In honor of the 250th anniversary of the United States’ independence, the Albany Museum of Art is present a first-of-its-kind exhibition connecting local history and visual art. Sense of Place: Green Book Sites in Albany, GA will focus on the notion of place and the historical sites that exist around us.
The Negro Motorist Green Book, written by Victor Hugo Green, was created out of the need for safe travel guidelines for Black people. The Green Book allowed Black people to navigate areas—especially in the Jim Crow-era South—with caution. It included safe gas stations, rest areas, restaurants, hotels, and tourist homes.

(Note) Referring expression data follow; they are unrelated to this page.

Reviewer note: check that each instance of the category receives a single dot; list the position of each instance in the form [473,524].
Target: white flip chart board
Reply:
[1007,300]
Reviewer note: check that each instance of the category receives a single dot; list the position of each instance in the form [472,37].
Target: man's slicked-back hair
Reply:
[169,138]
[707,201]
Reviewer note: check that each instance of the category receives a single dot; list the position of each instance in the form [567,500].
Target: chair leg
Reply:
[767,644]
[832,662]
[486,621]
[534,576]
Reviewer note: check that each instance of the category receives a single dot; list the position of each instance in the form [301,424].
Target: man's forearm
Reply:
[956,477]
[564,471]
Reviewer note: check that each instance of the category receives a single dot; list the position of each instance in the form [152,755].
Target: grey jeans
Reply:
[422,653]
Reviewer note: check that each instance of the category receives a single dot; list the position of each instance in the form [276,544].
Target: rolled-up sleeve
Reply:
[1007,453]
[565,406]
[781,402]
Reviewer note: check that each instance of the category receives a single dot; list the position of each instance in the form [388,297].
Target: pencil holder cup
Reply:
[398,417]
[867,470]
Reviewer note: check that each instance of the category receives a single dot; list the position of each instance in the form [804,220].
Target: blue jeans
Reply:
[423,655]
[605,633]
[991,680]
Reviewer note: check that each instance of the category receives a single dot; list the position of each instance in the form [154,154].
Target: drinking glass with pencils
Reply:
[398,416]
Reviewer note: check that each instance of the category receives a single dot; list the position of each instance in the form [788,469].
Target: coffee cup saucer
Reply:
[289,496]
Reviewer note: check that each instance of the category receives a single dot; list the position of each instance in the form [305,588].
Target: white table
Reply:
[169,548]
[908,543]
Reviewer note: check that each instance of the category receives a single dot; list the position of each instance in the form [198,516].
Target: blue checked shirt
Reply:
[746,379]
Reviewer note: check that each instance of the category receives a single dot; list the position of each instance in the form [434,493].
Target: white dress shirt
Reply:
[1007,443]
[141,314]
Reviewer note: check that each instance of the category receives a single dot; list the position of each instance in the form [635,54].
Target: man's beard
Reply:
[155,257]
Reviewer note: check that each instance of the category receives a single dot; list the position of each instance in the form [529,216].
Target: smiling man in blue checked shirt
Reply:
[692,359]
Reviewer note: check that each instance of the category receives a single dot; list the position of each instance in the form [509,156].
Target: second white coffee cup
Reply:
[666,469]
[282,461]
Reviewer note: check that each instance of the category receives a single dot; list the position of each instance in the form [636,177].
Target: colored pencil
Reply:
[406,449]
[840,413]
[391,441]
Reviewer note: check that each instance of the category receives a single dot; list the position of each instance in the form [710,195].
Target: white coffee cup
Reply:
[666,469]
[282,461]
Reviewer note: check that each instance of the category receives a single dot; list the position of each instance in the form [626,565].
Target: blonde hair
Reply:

In Albany, from its first edition in 1937 to around 1945, four women registered their homes as tourist homes. Mrs. Aurelia Bentley, Mrs. Lula Davis, Mrs. Virginia Ross, and Mrs. Callie Washington opened their homes to travelers for lodging and refuge. While these four historic homes no longer exist or function as the homes they once were, the legacy of these four women as activists in their own right remains and deserves to be recognized.
Sense of Place: Green Book Sites in Albany, GA will feature photographs of the sites where these homes once stood, highlighting the history that surrounds us. Working with well-known community leader and photographer Adrian Jenkins, the AMA aims to bring pride to our local history, which spans from the pre-Civil Rights era to today.